La policía de la Ciudad de Buenos Aires desaloja con empujones, patadas y gases lacrimógenos a piqueteros que cortaban Avenida Corrientes y el Metrobús en el centro porteño, cerca del Obelisco.
Los manifestantes, apoyados por el diputado Nicolás del Caño, reclaman la reincorporación de 900 trabajadores de FATE, contra persecuciones en el Hospital Garrahan y por fuentes de trabajo en ILVA, en medio de una crisis que afecta salarios y comercios. Del Caño llamó a rodearlos de solidaridad nacional ante la discusión de la reforma laboral en el Senado.
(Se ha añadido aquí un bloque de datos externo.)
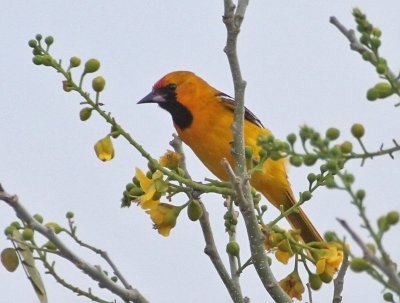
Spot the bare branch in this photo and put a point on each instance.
(339, 281)
(126, 294)
(211, 249)
(387, 269)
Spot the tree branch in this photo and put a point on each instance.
(94, 272)
(370, 257)
(211, 249)
(233, 19)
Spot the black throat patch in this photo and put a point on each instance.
(181, 115)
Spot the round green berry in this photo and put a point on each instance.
(98, 84)
(332, 133)
(295, 160)
(372, 94)
(310, 159)
(306, 195)
(27, 234)
(91, 66)
(357, 130)
(32, 43)
(85, 113)
(233, 248)
(38, 217)
(346, 147)
(49, 40)
(392, 217)
(74, 61)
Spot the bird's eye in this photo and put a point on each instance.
(171, 87)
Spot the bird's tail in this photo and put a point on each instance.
(299, 220)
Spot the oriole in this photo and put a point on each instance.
(202, 116)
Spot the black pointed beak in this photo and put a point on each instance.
(153, 97)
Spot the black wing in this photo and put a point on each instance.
(230, 103)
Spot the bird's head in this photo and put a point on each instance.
(178, 93)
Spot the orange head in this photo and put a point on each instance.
(176, 92)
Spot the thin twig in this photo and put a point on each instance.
(369, 256)
(233, 19)
(338, 283)
(92, 271)
(211, 249)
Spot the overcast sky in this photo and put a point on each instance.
(299, 70)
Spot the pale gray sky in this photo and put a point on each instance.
(299, 70)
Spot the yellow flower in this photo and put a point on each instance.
(292, 285)
(164, 217)
(146, 200)
(104, 149)
(328, 259)
(170, 159)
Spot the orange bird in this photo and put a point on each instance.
(203, 117)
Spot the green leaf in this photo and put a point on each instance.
(28, 263)
(9, 259)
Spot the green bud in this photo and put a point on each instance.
(383, 223)
(9, 230)
(27, 234)
(359, 264)
(54, 226)
(194, 210)
(16, 224)
(50, 246)
(384, 89)
(38, 217)
(291, 138)
(372, 94)
(32, 43)
(357, 130)
(310, 159)
(332, 133)
(315, 281)
(295, 161)
(375, 43)
(367, 56)
(98, 84)
(248, 152)
(114, 279)
(392, 217)
(233, 248)
(311, 177)
(37, 60)
(371, 247)
(323, 168)
(49, 40)
(332, 166)
(376, 32)
(381, 69)
(364, 39)
(348, 179)
(346, 147)
(306, 195)
(74, 62)
(91, 66)
(330, 182)
(388, 297)
(85, 113)
(264, 208)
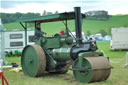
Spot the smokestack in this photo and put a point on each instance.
(78, 25)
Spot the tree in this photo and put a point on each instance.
(103, 32)
(56, 12)
(44, 13)
(88, 32)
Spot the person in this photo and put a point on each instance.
(38, 32)
(61, 32)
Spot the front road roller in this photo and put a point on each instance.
(33, 60)
(91, 69)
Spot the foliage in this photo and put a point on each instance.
(94, 26)
(98, 15)
(118, 75)
(88, 33)
(12, 17)
(103, 32)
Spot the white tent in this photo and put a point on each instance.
(2, 53)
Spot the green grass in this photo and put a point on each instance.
(118, 75)
(92, 25)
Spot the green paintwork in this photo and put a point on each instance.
(51, 18)
(61, 54)
(84, 76)
(29, 61)
(52, 42)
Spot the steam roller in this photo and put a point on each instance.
(59, 53)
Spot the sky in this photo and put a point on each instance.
(38, 6)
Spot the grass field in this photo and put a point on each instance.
(94, 26)
(119, 74)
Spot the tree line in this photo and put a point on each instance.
(97, 14)
(12, 17)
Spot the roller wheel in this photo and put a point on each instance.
(33, 60)
(59, 72)
(98, 69)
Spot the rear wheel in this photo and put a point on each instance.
(97, 69)
(33, 60)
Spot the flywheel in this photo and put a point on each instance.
(33, 60)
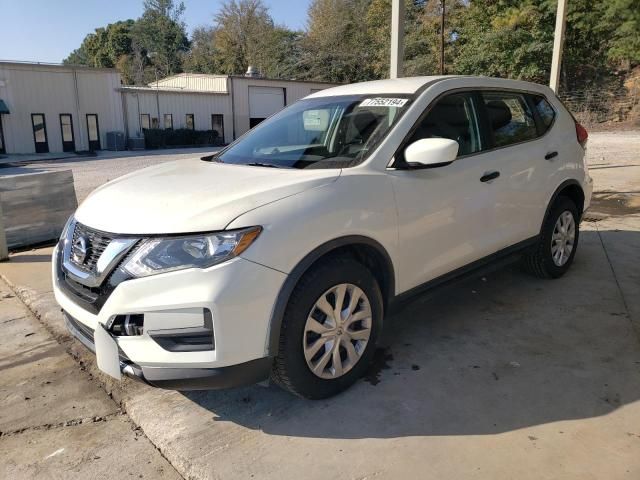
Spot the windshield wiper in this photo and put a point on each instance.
(259, 164)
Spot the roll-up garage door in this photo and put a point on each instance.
(263, 102)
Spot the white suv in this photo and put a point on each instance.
(279, 256)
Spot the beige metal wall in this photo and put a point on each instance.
(240, 90)
(52, 90)
(195, 81)
(156, 103)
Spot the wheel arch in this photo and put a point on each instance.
(366, 250)
(569, 188)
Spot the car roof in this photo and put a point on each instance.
(411, 85)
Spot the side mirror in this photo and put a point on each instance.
(431, 153)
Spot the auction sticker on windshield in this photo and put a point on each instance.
(383, 102)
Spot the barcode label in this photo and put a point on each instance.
(384, 102)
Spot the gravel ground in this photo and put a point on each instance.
(90, 173)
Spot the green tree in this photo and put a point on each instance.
(337, 44)
(245, 34)
(202, 57)
(624, 45)
(161, 34)
(104, 47)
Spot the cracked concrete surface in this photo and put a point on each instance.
(55, 421)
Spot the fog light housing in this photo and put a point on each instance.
(130, 325)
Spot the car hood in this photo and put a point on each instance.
(191, 196)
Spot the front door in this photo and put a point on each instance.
(66, 131)
(446, 214)
(3, 149)
(39, 132)
(93, 131)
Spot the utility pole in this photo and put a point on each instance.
(397, 38)
(558, 44)
(442, 14)
(4, 252)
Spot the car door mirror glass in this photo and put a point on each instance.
(431, 152)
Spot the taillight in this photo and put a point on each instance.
(582, 134)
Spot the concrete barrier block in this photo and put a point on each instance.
(35, 206)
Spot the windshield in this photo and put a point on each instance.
(327, 132)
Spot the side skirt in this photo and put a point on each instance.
(490, 263)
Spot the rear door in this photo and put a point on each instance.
(447, 214)
(518, 152)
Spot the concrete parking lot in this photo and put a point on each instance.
(501, 376)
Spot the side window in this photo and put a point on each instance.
(452, 117)
(510, 118)
(545, 111)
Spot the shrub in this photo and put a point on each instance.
(181, 137)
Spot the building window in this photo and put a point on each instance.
(66, 130)
(145, 121)
(217, 125)
(190, 122)
(39, 132)
(93, 130)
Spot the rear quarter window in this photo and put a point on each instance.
(545, 111)
(510, 118)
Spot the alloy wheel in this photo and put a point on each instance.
(337, 331)
(563, 238)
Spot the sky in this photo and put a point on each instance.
(48, 30)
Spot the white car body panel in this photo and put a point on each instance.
(190, 196)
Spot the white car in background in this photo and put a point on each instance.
(279, 256)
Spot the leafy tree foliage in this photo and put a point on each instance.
(104, 47)
(161, 34)
(349, 40)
Miriam Bregman y la diputada Fierro se sumaron al lugar, donde la policía aplicó el protocolo antipiquetes de la doctrina Bullrich impulsado por el gobierno de Javier Milei, desalojando la vía pública tras un corte sorpresivo que sorprendió por su visibilidad.
Periodistas fueron empujados por los efectivos, que avanzan metro a metro con escudos para liberar el tránsito, mientras refuerzos policiales llegan y los manifestantes usan máscaras. El corte se da en paralelo a otro en Panamericana por ATE.
La infantería mantiene posición sin avanzar inicialmente, pero recibe orden de presionar, logrando habilitar un carril en Corrientes pese a la resistencia de grupos identificados con la izquierda combativa.